18 Eylül 2020 Cuma

Virüsün canlı tuttuğu!


Ölüm her zaman görünür idi, lakin biz görmüyor ya da görmek istemiyorduk! 

Artık  istemesek de etrafını aslanların sardığı ceylan sürüsü gibi sıramızı bekliyoruz! 

Arkadaşlarımız, karşı komşumuz, ünlü biri... testler pozitif ve şifa bulsunlar diye dua ederken, endişemiz kendimiz, yakınlarımız için de artıyor! 

Ne zaman, sevdiğimiz birisini kaybetsek gerçekte bir yanımız kendi ölümümüzü, nasıl öleceğimizi düşünmüyor mu?
 
Ona ağlarken, kendimize, bilinmeyen ve iyi olmasını umup temenni ettiğimiz ölüm saatimize de ağlamıyor muyuz?

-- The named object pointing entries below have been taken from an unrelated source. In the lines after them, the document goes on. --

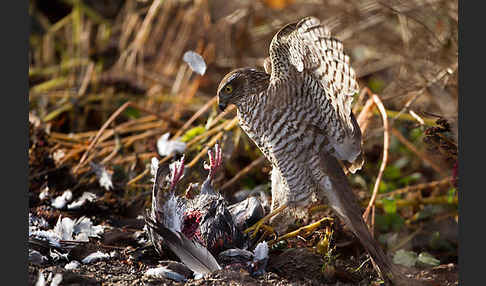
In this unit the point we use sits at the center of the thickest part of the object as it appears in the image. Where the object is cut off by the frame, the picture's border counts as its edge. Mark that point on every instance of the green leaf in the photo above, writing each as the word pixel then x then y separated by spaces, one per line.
pixel 405 258
pixel 389 205
pixel 428 259
pixel 451 194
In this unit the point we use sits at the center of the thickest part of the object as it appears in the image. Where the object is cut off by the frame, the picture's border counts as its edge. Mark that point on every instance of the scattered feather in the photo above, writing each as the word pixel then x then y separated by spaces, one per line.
pixel 41 281
pixel 166 147
pixel 104 178
pixel 56 280
pixel 36 257
pixel 163 272
pixel 195 61
pixel 44 194
pixel 85 225
pixel 64 228
pixel 56 255
pixel 85 197
pixel 72 265
pixel 62 200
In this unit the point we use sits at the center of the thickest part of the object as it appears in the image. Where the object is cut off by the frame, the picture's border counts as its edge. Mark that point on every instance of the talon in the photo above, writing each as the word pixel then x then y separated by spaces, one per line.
pixel 176 172
pixel 305 230
pixel 214 161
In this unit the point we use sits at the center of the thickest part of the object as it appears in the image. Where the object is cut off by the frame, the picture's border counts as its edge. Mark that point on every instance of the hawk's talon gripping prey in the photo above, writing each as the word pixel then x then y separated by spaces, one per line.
pixel 214 161
pixel 304 231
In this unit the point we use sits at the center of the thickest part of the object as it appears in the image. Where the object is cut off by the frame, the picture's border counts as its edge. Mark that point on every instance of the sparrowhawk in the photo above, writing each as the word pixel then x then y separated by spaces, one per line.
pixel 299 115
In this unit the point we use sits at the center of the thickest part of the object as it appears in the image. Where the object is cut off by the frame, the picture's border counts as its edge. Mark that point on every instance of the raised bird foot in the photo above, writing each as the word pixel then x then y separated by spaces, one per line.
pixel 302 231
pixel 176 172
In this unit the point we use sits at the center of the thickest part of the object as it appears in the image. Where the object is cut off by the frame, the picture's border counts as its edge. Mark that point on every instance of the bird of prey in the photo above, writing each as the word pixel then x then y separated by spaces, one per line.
pixel 299 115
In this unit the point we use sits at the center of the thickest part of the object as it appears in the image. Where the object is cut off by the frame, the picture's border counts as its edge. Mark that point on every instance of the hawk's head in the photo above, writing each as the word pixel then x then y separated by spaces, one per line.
pixel 240 83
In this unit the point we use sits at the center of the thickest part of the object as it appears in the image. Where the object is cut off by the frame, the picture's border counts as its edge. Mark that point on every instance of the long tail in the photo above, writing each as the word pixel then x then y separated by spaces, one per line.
pixel 190 252
pixel 343 201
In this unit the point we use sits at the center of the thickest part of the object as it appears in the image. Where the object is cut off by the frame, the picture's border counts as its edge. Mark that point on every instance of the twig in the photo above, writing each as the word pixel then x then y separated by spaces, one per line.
pixel 195 116
pixel 419 154
pixel 205 150
pixel 95 140
pixel 386 141
pixel 417 187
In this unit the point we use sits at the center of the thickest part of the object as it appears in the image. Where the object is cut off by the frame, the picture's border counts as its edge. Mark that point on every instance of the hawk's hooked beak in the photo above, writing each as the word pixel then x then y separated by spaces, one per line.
pixel 221 103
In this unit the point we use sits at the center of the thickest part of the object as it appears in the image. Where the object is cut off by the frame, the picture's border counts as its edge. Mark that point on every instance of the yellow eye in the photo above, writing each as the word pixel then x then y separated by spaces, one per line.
pixel 228 89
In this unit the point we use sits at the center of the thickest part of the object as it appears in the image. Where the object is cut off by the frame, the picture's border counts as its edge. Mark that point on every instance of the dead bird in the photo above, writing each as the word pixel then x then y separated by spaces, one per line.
pixel 195 228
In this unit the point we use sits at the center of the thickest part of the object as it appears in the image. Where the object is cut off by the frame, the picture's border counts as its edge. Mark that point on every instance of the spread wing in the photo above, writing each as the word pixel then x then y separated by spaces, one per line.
pixel 307 46
pixel 305 53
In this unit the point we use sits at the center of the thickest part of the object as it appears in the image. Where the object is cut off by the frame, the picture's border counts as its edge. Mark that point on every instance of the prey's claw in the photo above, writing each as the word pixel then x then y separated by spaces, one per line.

Korona günlerinde maskelerin yalnız bedenlerimizi değil, ruhlarımızı da nefes almakta zorladığı, 
zaman zaman sabrımızın azaldığı, ''ne zaman bitecek?'' sorularının bir türlü ''toplu dua'' olarak arşa yükselemediği demlerde; bardağın dolu taraflarından biri de bize ölüm hakikatini sürekli hatırlatması olabilir mi, bu düşünülmelidir!  
Çünkü ölüm ve rızık eşref-i mahluk olarak yaratılan insanından, en küçük bakterisine, okyanuslar altındaki o karanlıklar içindeki minnacık canlıları bile asla unutmuyor! 
Çünkü ölümün de Rabbi, yarattığı her şeyi, sayıları -künhü ne olursa olsun- tek tek bilecek, duyacak, görecek, sevk ve idare edecek hükümranlığın, kudretin sahibi Celle Celalühü... 

Ölüm ve ötesini düşünüp, kaygı duymamak, hazırlık yapma çabasında olmamak da aslında ölmüş bir kalbin resminden başka bir şey değil! 
Ölmezden önce bu dünya rüyasından uyanmayı bizlere nasip eyle, 
bizi bırakma, bizden vazgeçme Allah'ım! Amin.